I promise that I'm at the end of upgrades and installations now. Not least because the other half is getting a bit bored of finding everything has changed yet again.

Saturday 22 March 2008

Ubuntu upgrade

No sooner is Ubuntu up and running than I spy that the beta of Hardy Heron is available. I've finally got a nice stable system, I've found all the bits and pieces I need, I've customised it just nicely. There's no point in upgrading for the sake of it, is there? Errm, well yes actually, there is - because I can!
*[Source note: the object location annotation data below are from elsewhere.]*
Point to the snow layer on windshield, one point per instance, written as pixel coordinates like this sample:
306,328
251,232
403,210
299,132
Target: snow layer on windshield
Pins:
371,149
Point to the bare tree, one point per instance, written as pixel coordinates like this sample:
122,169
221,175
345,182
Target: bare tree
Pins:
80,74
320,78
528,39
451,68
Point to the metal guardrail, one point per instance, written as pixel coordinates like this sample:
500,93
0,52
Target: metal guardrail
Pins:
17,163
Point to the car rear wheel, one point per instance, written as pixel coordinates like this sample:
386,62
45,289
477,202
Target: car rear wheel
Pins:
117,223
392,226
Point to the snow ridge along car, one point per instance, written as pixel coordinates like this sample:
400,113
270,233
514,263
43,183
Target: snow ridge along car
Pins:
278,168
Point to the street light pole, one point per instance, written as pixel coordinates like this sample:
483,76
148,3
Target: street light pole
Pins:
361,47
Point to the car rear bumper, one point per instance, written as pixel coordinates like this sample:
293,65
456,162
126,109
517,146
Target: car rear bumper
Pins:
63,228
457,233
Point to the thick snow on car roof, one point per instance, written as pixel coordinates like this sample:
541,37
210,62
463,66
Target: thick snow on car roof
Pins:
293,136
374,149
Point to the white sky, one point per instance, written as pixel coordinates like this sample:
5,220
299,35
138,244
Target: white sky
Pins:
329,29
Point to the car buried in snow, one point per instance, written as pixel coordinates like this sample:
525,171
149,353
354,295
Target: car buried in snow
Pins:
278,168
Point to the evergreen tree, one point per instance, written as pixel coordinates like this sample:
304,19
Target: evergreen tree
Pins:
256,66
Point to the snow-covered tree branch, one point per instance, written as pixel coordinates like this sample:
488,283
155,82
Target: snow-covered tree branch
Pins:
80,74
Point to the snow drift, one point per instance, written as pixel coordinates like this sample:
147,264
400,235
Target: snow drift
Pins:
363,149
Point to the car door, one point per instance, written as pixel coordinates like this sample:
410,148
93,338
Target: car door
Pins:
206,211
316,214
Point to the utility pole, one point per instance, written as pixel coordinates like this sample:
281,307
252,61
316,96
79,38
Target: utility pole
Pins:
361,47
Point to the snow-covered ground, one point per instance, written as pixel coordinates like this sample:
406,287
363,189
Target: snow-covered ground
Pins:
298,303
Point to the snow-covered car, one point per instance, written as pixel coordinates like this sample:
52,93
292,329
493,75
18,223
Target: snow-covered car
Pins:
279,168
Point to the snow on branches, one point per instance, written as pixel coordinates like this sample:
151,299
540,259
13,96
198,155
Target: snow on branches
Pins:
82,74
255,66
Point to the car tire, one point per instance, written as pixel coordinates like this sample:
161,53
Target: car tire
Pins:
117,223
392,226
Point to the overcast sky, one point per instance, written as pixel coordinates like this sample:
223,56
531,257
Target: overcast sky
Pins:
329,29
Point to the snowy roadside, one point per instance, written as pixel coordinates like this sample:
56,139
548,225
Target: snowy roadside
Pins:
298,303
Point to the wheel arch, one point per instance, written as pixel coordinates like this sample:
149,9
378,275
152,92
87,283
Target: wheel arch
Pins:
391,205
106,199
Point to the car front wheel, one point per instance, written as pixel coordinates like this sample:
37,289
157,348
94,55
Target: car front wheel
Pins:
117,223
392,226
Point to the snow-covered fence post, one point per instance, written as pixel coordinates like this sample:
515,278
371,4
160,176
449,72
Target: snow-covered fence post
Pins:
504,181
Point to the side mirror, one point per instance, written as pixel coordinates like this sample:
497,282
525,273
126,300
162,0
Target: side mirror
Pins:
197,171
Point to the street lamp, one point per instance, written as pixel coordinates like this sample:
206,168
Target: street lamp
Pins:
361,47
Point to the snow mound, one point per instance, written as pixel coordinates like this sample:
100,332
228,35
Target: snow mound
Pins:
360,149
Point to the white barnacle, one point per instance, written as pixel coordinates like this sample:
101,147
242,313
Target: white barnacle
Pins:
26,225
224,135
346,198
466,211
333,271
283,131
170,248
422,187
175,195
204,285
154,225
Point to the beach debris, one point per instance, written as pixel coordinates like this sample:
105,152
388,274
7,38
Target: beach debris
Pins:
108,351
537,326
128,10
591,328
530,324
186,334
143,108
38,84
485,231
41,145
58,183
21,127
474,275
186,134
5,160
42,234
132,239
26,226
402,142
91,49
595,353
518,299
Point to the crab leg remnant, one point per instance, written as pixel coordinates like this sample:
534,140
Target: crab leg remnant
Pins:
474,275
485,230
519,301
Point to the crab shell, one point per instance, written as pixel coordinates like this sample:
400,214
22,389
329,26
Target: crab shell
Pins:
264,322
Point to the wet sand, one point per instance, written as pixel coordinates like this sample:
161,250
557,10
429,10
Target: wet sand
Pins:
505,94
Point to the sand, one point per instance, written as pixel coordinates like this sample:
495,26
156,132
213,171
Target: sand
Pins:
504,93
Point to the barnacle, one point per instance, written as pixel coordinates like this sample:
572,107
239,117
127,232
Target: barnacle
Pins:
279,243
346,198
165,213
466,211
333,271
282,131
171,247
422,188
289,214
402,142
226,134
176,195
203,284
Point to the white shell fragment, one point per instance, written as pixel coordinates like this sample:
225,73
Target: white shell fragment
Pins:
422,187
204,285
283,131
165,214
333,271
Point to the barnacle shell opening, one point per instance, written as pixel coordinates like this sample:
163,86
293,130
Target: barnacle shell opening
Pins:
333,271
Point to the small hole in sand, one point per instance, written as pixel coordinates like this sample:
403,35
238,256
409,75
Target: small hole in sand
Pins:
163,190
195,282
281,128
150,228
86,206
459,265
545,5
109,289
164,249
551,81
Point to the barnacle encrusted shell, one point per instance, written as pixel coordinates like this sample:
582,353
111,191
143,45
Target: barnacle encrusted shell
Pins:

Thankfully, Ubuntu's update manager works pretty seamlessly - select your updates, click install, away it goes. For anyone not familiar with Linux, installation of software is (by default, at least) from centralised Ubuntu package servers, which means a) no hunting round the net for compatible downloads, and b) a damn big download pipe. It's one of the few places on the net where I actually get some use out the bandwidth I pay for. For Hardy, the total download was around 780MB, taking a mere 20 minutes. It wasn't all that long ago when I'd wait that long for a single MP3. The installation itself was pretty straightforward too - should the distribution be about to overwrite config files that you may have changed manually, it'll pop up a window allowing you to do a diff and check out the differences, then either accept one of the versions or try and do a merge. An hour or so later, Hardy is installed and ready to go.
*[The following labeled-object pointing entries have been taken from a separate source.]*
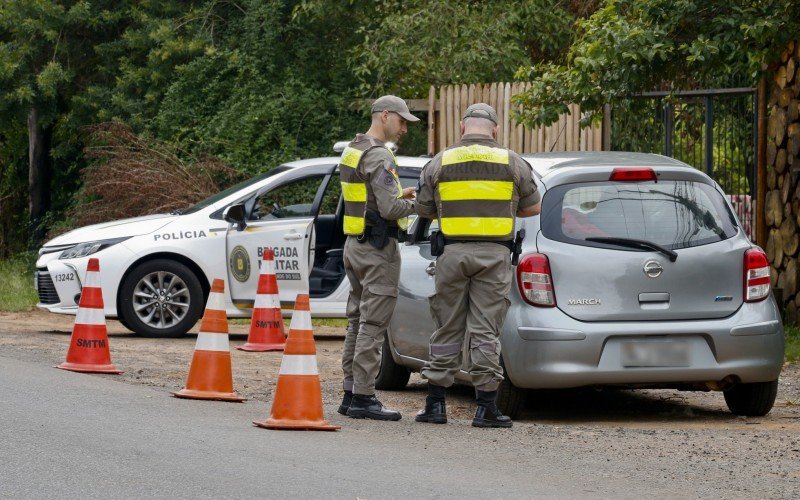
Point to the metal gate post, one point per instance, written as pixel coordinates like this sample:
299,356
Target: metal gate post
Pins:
709,163
669,113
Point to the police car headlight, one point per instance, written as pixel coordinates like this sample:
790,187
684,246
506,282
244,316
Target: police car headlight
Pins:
88,248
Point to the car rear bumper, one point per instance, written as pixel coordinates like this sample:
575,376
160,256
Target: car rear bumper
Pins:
745,347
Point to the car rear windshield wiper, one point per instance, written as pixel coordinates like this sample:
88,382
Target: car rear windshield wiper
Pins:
630,242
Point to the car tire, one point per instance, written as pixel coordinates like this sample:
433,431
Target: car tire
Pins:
510,399
181,314
123,322
391,376
751,400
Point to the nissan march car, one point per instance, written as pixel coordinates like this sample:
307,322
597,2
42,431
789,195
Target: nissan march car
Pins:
637,273
156,270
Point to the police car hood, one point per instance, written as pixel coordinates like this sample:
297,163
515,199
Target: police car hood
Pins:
134,226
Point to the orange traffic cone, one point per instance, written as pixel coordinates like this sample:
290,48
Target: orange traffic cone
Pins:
210,374
266,325
88,348
298,395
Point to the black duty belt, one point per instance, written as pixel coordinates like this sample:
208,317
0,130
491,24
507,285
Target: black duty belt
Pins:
391,232
508,244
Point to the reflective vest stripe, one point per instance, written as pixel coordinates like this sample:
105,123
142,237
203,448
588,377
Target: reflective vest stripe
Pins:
354,188
477,226
351,157
353,225
354,191
476,190
475,152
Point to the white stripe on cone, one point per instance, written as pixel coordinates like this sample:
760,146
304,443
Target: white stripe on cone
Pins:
216,301
92,279
301,320
90,316
267,301
268,266
212,342
299,365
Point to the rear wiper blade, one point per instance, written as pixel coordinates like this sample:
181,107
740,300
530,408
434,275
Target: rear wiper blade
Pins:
630,242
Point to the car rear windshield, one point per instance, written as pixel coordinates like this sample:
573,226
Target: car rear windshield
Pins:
672,214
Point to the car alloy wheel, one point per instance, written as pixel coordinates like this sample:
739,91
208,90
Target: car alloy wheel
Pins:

Admittedly there's nothing incredibly exciting about Hardy, the most noticeable change for me being the inclusion of Firefox 3 beta 4 as standard. This is a pretty bold move by Ubuntu - unfortunate in that a significant number of my add-ons (Foxmarks, Gmail Manager, All-in-One gestures) aren't yet compatible. However, Hardy does also bring with it a new Screen Resolution app, which may go some way to assuaging my complaints about getting the basics right. It's nice to know that the Ubuntu community is taking my opinions seriously.

The worst sin commited was the sudden non-workiness of the good old wireless card, and the fact that the ndiswrapper solution that did the job last time failed to revive it. With a bit more poking around, I resorted to retrying the kernel's b43 restricted driver and b43-fwcutter package, which also didn't work until I downloaded the updated 4.80 firmware from linuxwireless.org. Suddenly, a flash of light and the wireless card is on. Hooray! Unfortunately though, still no actual sign of a network connection, with ifup reporting errors whenever I tried to bring up eth1. In a wireless-less mire, and sick of going over the same web pages, I was about to give up when a random webpage pointed me at using dmesg to examine the kernel ring buffer. This threw up a whole lot of interesting information, showing that the wireless card was being seen but also being disabled. It also included a helpful line that pointed out that there was still a need to actually press the button on the front of the laptop to enable the wireless. Despite the light already being on, I thought there was no harm in it - and whaddya know, wireless, pure sweet digital-air goodness. As an added bonus, it also appears to be rock-steady, certainly a lot more stable than it was under Gutsy (or Windows for that matter).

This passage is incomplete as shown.